According to recent research from American Farmland Trust (AFT), many beginning farmers and ranchers find identifying the right land to purchase or lease—at an affordable price—to be one of their most significant challenges. In addition, accessing the capital needed to start or expand a farm business can also be daunting. To address these issues, AFT’s Farmland Information Center (FIC)—with support from Farm Credit—is offering free new online resources to benefit beginning farmers and ranchers at www.farmlandinfo.org/beginningfarmers.
The web resources were created to fill a knowledge gap identified by AFT’s 2014 report, Cultivating the Next Generation: Resources and Policies to Help Beginning Farmers Succeed in Agriculture. “We found a well-developed infrastructure already existed to help beginners with production, marketing and credit. But, there are few programs and resources available to help beginning farmers secure appropriate land,” says Julia Freedgood, AFT’s Assistant Vice President for Programs.
The new online resources on the FIC website can help beginning farmers find resources on the different options for securing land, programs that help connect farmers with available land, and information about how to partner with private conservation organizations and public agencies.

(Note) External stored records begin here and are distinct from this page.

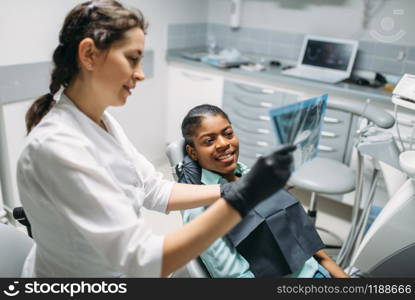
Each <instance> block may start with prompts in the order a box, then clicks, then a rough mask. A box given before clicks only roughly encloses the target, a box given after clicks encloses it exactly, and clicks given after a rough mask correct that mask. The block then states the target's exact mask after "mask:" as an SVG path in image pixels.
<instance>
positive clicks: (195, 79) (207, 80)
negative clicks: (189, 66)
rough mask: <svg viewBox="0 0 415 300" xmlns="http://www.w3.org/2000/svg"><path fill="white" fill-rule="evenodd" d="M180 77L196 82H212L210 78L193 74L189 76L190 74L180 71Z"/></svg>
mask: <svg viewBox="0 0 415 300" xmlns="http://www.w3.org/2000/svg"><path fill="white" fill-rule="evenodd" d="M182 75H183V76H185V77H187V78H190V79H192V80H197V81H210V80H212V78H210V77H205V76H199V75H194V74H190V73H187V72H184V71H182Z"/></svg>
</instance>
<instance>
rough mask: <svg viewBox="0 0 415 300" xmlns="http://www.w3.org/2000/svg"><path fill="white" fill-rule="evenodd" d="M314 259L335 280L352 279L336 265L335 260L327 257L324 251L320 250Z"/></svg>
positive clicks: (316, 253) (340, 267) (314, 256)
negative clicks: (329, 274)
mask: <svg viewBox="0 0 415 300" xmlns="http://www.w3.org/2000/svg"><path fill="white" fill-rule="evenodd" d="M314 258H315V259H316V260H317V261H318V262H319V264H320V265H322V266H323V267H324V268H326V269H327V271H329V273H330V275H331V276H332V277H334V278H350V276H349V275H347V274H346V273H345V272H344V271H343V269H342V268H341V267H340V266H339V265H338V264H336V262H335V261H334V260H332V259H331V257H330V256H328V255H327V253H326V252H324V251H323V250H319V251H317V252H316V253H315V254H314Z"/></svg>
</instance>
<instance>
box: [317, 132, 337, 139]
mask: <svg viewBox="0 0 415 300" xmlns="http://www.w3.org/2000/svg"><path fill="white" fill-rule="evenodd" d="M321 136H323V137H329V138H336V137H338V135H337V134H335V133H334V132H330V131H324V130H322V131H321Z"/></svg>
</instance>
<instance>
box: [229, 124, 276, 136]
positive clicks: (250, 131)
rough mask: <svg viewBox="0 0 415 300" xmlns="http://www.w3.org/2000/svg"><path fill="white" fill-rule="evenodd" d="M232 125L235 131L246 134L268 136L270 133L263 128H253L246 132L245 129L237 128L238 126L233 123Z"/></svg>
mask: <svg viewBox="0 0 415 300" xmlns="http://www.w3.org/2000/svg"><path fill="white" fill-rule="evenodd" d="M232 125H233V126H234V127H235V128H237V129H239V130H241V131H245V132H248V133H261V134H269V133H270V131H269V130H268V129H264V128H254V129H252V130H247V129H245V128H242V127H240V126H238V124H235V123H233V124H232Z"/></svg>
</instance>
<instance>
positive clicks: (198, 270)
mask: <svg viewBox="0 0 415 300" xmlns="http://www.w3.org/2000/svg"><path fill="white" fill-rule="evenodd" d="M166 155H167V158H168V159H169V162H170V167H171V173H172V175H173V178H174V179H175V180H176V181H177V179H178V177H177V174H178V172H177V171H178V170H177V168H180V164H181V162H182V161H183V158H184V140H183V139H181V140H179V141H174V142H172V143H170V144H169V145H168V146H167V149H166ZM181 213H182V212H181ZM185 269H186V271H187V272H188V273H189V275H190V277H192V278H210V277H211V276H210V274H209V272H208V271H207V269H206V267H205V265H204V264H203V262H202V260H201V259H200V258H199V257H197V258H195V259H193V260H191V261H190V262H188V263H187V264H186V266H185Z"/></svg>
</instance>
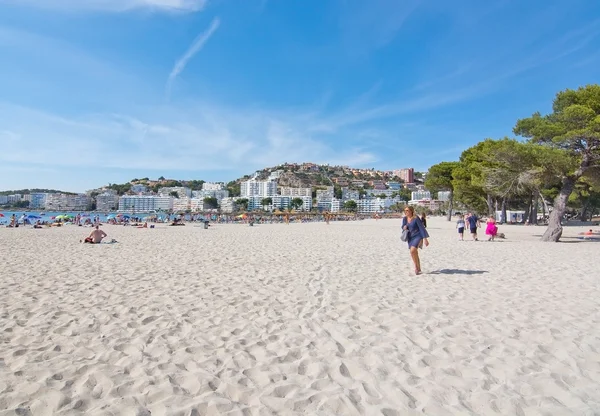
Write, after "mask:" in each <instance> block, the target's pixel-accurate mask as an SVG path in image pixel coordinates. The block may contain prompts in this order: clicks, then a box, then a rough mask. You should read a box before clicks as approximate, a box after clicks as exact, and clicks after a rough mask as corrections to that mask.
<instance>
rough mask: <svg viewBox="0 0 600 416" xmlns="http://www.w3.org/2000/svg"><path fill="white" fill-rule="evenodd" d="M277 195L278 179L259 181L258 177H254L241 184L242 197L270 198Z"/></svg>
mask: <svg viewBox="0 0 600 416" xmlns="http://www.w3.org/2000/svg"><path fill="white" fill-rule="evenodd" d="M275 195H277V181H276V180H269V181H257V180H256V178H252V179H250V180H247V181H244V182H242V183H241V184H240V196H241V197H242V198H252V197H262V198H268V197H273V196H275Z"/></svg>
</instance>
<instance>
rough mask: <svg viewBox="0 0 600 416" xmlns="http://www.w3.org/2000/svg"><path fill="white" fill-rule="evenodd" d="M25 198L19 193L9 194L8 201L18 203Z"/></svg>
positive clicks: (12, 202) (10, 203)
mask: <svg viewBox="0 0 600 416" xmlns="http://www.w3.org/2000/svg"><path fill="white" fill-rule="evenodd" d="M22 199H23V198H22V197H21V195H19V194H13V195H8V203H9V204H16V203H17V202H21V200H22Z"/></svg>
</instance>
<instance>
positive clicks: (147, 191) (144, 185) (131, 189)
mask: <svg viewBox="0 0 600 416" xmlns="http://www.w3.org/2000/svg"><path fill="white" fill-rule="evenodd" d="M131 192H134V193H136V194H142V193H144V192H148V187H147V186H146V185H143V184H141V183H136V184H135V185H131Z"/></svg>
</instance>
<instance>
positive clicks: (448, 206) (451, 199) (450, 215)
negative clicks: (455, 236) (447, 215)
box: [448, 194, 454, 221]
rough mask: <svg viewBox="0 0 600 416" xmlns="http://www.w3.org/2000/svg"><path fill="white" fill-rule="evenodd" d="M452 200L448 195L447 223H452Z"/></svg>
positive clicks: (451, 195) (453, 198) (452, 201)
mask: <svg viewBox="0 0 600 416" xmlns="http://www.w3.org/2000/svg"><path fill="white" fill-rule="evenodd" d="M453 199H454V198H453V197H452V194H450V199H448V221H452V208H453V206H452V205H453V204H452V202H453V201H452V200H453Z"/></svg>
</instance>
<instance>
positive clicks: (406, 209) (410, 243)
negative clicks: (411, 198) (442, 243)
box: [402, 206, 429, 275]
mask: <svg viewBox="0 0 600 416" xmlns="http://www.w3.org/2000/svg"><path fill="white" fill-rule="evenodd" d="M402 229H403V230H408V239H407V242H408V249H409V250H410V257H411V258H412V261H413V263H414V264H415V274H417V275H419V274H421V260H420V259H419V247H422V244H423V243H425V247H427V246H428V245H429V234H428V233H427V230H426V229H425V227H424V226H423V223H422V222H421V219H420V218H419V217H418V216H416V215H415V209H414V208H413V207H410V206H408V207H406V208H404V218H403V219H402Z"/></svg>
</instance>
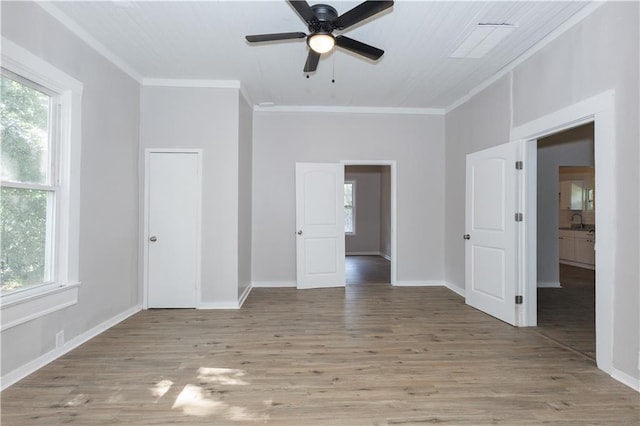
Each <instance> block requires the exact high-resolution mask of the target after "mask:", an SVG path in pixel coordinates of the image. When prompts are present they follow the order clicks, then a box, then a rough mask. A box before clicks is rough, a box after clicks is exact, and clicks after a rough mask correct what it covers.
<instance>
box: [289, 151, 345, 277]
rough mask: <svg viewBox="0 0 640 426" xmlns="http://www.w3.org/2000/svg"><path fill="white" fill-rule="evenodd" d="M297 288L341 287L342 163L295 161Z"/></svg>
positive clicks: (343, 260) (343, 266) (341, 232)
mask: <svg viewBox="0 0 640 426" xmlns="http://www.w3.org/2000/svg"><path fill="white" fill-rule="evenodd" d="M296 225H297V229H296V236H297V244H296V263H297V282H298V284H297V285H298V288H299V289H302V288H318V287H344V285H345V282H344V250H345V249H344V166H342V165H341V164H317V163H315V164H314V163H298V164H296Z"/></svg>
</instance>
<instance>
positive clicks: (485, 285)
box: [465, 143, 518, 325]
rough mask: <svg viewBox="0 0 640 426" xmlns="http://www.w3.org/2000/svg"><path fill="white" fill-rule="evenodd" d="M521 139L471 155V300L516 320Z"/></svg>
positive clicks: (469, 289)
mask: <svg viewBox="0 0 640 426" xmlns="http://www.w3.org/2000/svg"><path fill="white" fill-rule="evenodd" d="M517 149H518V147H517V143H508V144H504V145H499V146H496V147H493V148H489V149H486V150H483V151H479V152H476V153H473V154H469V155H467V168H466V209H465V211H466V216H465V226H466V235H465V239H466V246H465V281H466V291H465V296H466V302H467V304H469V305H471V306H473V307H475V308H477V309H480V310H481V311H483V312H486V313H488V314H489V315H492V316H494V317H496V318H498V319H501V320H502V321H505V322H507V323H509V324H512V325H515V324H516V304H515V295H516V289H517V287H518V280H517V264H516V262H517V257H516V241H517V234H516V226H517V225H516V224H517V222H516V218H515V213H516V212H517V207H516V190H517V187H516V173H518V172H517V171H516V168H515V161H516V153H517Z"/></svg>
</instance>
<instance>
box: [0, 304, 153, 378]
mask: <svg viewBox="0 0 640 426" xmlns="http://www.w3.org/2000/svg"><path fill="white" fill-rule="evenodd" d="M141 310H142V306H140V305H137V306H133V307H131V308H129V309H127V310H126V311H124V312H122V313H120V314H118V315H116V316H114V317H112V318H110V319H108V320H106V321H104V322H103V323H101V324H98V325H96V326H95V327H93V328H91V329H89V330H87V331H85V332H84V333H82V334H80V335H78V336H76V337H74V338H73V339H71V340H69V341H68V342H66V343H65V344H64V345H62V346H60V347H59V348H55V349H54V350H52V351H49V352H47V353H46V354H44V355H42V356H40V357H38V358H36V359H34V360H33V361H30V362H28V363H27V364H25V365H23V366H21V367H18V368H16V369H15V370H13V371H11V372H9V373H7V374H5V375H4V376H2V378H0V382H2V384H1V385H0V390H5V389H6V388H8V387H9V386H11V385H13V384H15V383H17V382H18V381H20V380H22V379H24V378H25V377H27V376H28V375H29V374H32V373H34V372H35V371H37V370H39V369H41V368H42V367H44V366H45V365H47V364H49V363H50V362H52V361H55V360H56V359H57V358H59V357H61V356H62V355H64V354H66V353H67V352H70V351H72V350H73V349H75V348H77V347H78V346H80V345H82V344H83V343H86V342H88V341H89V340H91V339H93V338H94V337H96V336H97V335H99V334H101V333H103V332H105V331H107V330H108V329H110V328H111V327H113V326H114V325H116V324H118V323H120V322H122V321H124V320H125V319H127V318H129V317H130V316H131V315H134V314H136V313H138V312H140V311H141Z"/></svg>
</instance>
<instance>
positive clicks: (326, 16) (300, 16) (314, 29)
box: [246, 0, 393, 72]
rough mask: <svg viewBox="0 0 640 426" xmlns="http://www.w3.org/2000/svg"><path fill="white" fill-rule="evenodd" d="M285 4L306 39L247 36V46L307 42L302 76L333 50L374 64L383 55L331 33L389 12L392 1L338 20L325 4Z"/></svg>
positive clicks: (382, 53) (304, 37)
mask: <svg viewBox="0 0 640 426" xmlns="http://www.w3.org/2000/svg"><path fill="white" fill-rule="evenodd" d="M288 2H289V3H290V4H291V6H292V7H293V8H294V9H295V10H296V12H298V15H300V17H301V18H302V19H303V20H304V21H305V23H306V24H307V27H308V28H309V33H310V34H309V35H307V34H305V33H301V32H292V33H274V34H256V35H248V36H246V39H247V41H248V42H249V43H257V42H263V41H279V40H291V39H302V38H306V39H307V45H308V46H309V55H308V56H307V62H306V63H305V65H304V72H313V71H315V70H316V68H317V67H318V62H319V61H320V55H321V54H323V53H326V52H329V51H330V50H331V49H333V47H334V46H338V47H341V48H343V49H346V50H349V51H351V52H353V53H356V54H358V55H362V56H364V57H366V58H369V59H373V60H377V59H378V58H380V57H381V56H382V55H383V54H384V50H381V49H378V48H376V47H373V46H369V45H368V44H365V43H362V42H360V41H358V40H354V39H352V38H349V37H346V36H343V35H333V31H335V30H345V29H347V28H349V27H351V26H353V25H355V24H357V23H358V22H361V21H363V20H365V19H367V18H369V17H371V16H373V15H375V14H377V13H380V12H382V11H383V10H385V9H388V8H390V7H391V6H393V1H392V0H391V1H377V0H367V1H365V2H363V3H360V4H359V5H358V6H356V7H354V8H353V9H351V10H349V11H348V12H345V13H343V14H342V15H340V16H338V11H337V10H336V9H335V8H333V7H331V6H329V5H327V4H314V5H313V6H309V3H307V2H306V1H305V0H288Z"/></svg>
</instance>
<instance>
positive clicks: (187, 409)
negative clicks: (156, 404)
mask: <svg viewBox="0 0 640 426" xmlns="http://www.w3.org/2000/svg"><path fill="white" fill-rule="evenodd" d="M172 408H174V409H180V410H182V412H183V413H184V414H187V415H190V416H198V417H207V416H213V415H219V416H221V417H224V418H225V419H227V420H232V421H251V420H254V421H255V420H259V421H266V420H268V419H269V415H268V414H263V415H258V414H252V413H250V412H249V410H247V409H246V408H244V407H239V406H233V405H229V404H227V403H226V402H222V401H219V400H216V399H213V398H211V397H209V396H207V395H206V393H205V391H204V389H202V388H201V387H200V386H196V385H186V386H185V387H184V389H183V390H182V392H180V395H178V397H177V398H176V401H175V403H174V404H173V407H172Z"/></svg>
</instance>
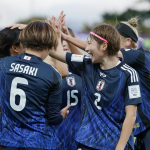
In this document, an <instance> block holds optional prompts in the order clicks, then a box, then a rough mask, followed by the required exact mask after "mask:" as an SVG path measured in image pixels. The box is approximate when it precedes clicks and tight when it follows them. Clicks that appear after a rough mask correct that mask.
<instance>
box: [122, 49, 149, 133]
mask: <svg viewBox="0 0 150 150" xmlns="http://www.w3.org/2000/svg"><path fill="white" fill-rule="evenodd" d="M121 52H122V54H123V57H124V61H125V63H127V64H128V65H130V66H131V67H133V68H134V69H135V70H136V71H137V72H138V74H139V78H140V81H141V96H142V104H141V105H140V106H138V109H137V110H138V111H137V119H136V122H135V126H134V129H133V131H134V135H135V136H136V135H138V134H139V133H140V132H142V131H144V130H145V129H146V128H148V127H150V52H149V51H145V50H143V48H139V49H137V50H136V49H127V50H125V49H121Z"/></svg>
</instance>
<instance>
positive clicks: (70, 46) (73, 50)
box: [68, 42, 83, 55]
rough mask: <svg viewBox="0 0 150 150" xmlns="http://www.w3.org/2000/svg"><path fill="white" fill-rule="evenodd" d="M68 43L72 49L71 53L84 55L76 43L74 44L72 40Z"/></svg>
mask: <svg viewBox="0 0 150 150" xmlns="http://www.w3.org/2000/svg"><path fill="white" fill-rule="evenodd" d="M68 45H69V48H70V50H71V53H74V54H77V55H83V54H82V53H81V52H80V51H79V49H78V48H77V47H76V46H75V45H73V44H72V43H70V42H68Z"/></svg>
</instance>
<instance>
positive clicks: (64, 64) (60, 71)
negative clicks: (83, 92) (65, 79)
mask: <svg viewBox="0 0 150 150" xmlns="http://www.w3.org/2000/svg"><path fill="white" fill-rule="evenodd" d="M55 68H56V70H57V71H58V72H59V73H60V75H61V76H62V78H65V77H67V76H68V65H67V64H66V63H63V62H60V61H59V60H56V62H55Z"/></svg>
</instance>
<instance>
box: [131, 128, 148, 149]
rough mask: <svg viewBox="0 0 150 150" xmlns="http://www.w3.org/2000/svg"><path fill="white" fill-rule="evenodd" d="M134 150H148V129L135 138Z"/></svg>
mask: <svg viewBox="0 0 150 150" xmlns="http://www.w3.org/2000/svg"><path fill="white" fill-rule="evenodd" d="M134 150H150V128H149V129H147V130H145V131H144V132H142V133H141V134H139V135H138V136H137V137H136V140H135V143H134Z"/></svg>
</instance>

These organizations are listed in a new national directory: http://www.farmlandinfo.org/directory.
Beginning farmers can use the directory to find farmland protection partners that help land seekers. Pages for policymakers highlight effective state and federal approaches to improve land access for beginning farmers that can be adapted for their own communities. Pages for agricultural landowners provide resources for leasing land to farmers.
The collection of resources also identifies key lenders and helps farmers understand what they need to do to get ready for credit. Freedgood says, “Although there is an established network of agricultural lenders, beginning farmers, especially those from non-farm backgrounds, may not be aware of these institutions.”
“Another issue is that beginning farmers and ranchers may not be prepared to apply for credit,” notes Gary Matteson from Farm Credit. Financial literacy and business planning are essential skills to help beginning farmers prepare for credit and the appropriate land tenure arrangement.
“Keeping farmers on the land is one of the most effective ways to save farmland for farming,” says Freedgood. “These resources will help the next generation get on the land.”